# Tracking your diet



## TexasCreed (Nov 10, 2004)

This website you can type in what you eat for breakfast,lunch and dinner and exactly what you eat and it tracks calories and all that good stuff.


http://hin.nhlbi.nih.gov/menuplanner/menu.cgi


----------



## heavy (Nov 10, 2004)

www.fitday.com           is a good one too.


----------



## deltmaster (Nov 12, 2004)

there is a new one in the process of being set up, by one guy all on his own, and needs a little work, but will be VERY good when finished. I have no commercial interest, just trying to support the little guys in todays corprate world.....
www.thefitnesshub.com


----------



## tee (Nov 13, 2004)

Thanks guys. Nice links.


----------



## DragonRider (Nov 13, 2004)

Cool.

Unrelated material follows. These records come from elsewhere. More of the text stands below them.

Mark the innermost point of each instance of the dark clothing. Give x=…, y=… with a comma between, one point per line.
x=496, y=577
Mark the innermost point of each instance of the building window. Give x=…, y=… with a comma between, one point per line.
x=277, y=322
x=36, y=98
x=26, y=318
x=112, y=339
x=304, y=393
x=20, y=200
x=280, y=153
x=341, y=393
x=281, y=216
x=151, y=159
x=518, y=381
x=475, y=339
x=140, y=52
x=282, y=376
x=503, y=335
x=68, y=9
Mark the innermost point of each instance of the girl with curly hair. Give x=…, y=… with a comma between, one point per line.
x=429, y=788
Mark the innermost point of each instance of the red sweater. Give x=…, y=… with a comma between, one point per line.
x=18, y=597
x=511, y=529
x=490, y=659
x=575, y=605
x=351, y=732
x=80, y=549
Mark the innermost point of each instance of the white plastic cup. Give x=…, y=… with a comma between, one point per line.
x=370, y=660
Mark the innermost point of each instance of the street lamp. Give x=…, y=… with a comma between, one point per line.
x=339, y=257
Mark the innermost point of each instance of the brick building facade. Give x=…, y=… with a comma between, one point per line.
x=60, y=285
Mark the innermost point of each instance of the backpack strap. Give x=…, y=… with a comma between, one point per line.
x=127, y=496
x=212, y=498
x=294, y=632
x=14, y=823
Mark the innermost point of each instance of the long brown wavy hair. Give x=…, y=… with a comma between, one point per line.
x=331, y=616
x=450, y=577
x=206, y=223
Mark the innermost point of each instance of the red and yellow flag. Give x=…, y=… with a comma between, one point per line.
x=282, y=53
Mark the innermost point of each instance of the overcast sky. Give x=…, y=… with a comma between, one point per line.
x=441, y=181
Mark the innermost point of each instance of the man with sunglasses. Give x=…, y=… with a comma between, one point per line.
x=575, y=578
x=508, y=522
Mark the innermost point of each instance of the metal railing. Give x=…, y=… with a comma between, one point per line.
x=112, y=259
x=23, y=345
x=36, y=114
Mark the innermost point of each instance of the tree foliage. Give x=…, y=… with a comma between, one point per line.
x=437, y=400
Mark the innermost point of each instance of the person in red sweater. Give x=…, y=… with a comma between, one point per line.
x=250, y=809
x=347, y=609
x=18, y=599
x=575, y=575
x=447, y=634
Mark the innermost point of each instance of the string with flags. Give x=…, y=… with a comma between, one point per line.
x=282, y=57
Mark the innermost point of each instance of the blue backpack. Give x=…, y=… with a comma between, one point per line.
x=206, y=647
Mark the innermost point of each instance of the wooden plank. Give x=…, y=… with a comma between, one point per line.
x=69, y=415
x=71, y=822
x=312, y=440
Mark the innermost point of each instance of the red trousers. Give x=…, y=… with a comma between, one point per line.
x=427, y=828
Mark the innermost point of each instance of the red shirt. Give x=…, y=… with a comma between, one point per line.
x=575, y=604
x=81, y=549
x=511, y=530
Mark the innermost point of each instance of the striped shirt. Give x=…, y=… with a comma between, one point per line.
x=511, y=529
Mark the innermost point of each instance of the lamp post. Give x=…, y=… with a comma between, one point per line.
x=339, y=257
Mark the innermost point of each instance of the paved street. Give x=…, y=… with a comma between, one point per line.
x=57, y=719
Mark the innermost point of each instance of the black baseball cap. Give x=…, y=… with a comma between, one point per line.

I've just added them to my favorites.


----------



## tee (Nov 13, 2004)

Hey, I didnt see my Big Macs, Taco Bell, or Pizza Hut listed on them


----------



## DragonRider (Nov 13, 2004)

tee said:
			
		

> Hey, I didnt see my Big Macs, Taco Bell, or Pizza Hut listed on them


Tis the season to be bulking. Fa la la la la la la la la


----------



## tee (Nov 13, 2004)

DragonRider said:
			
		

> Tis the bulking season.



Yes it tis. My problem is that it is always that season!


----------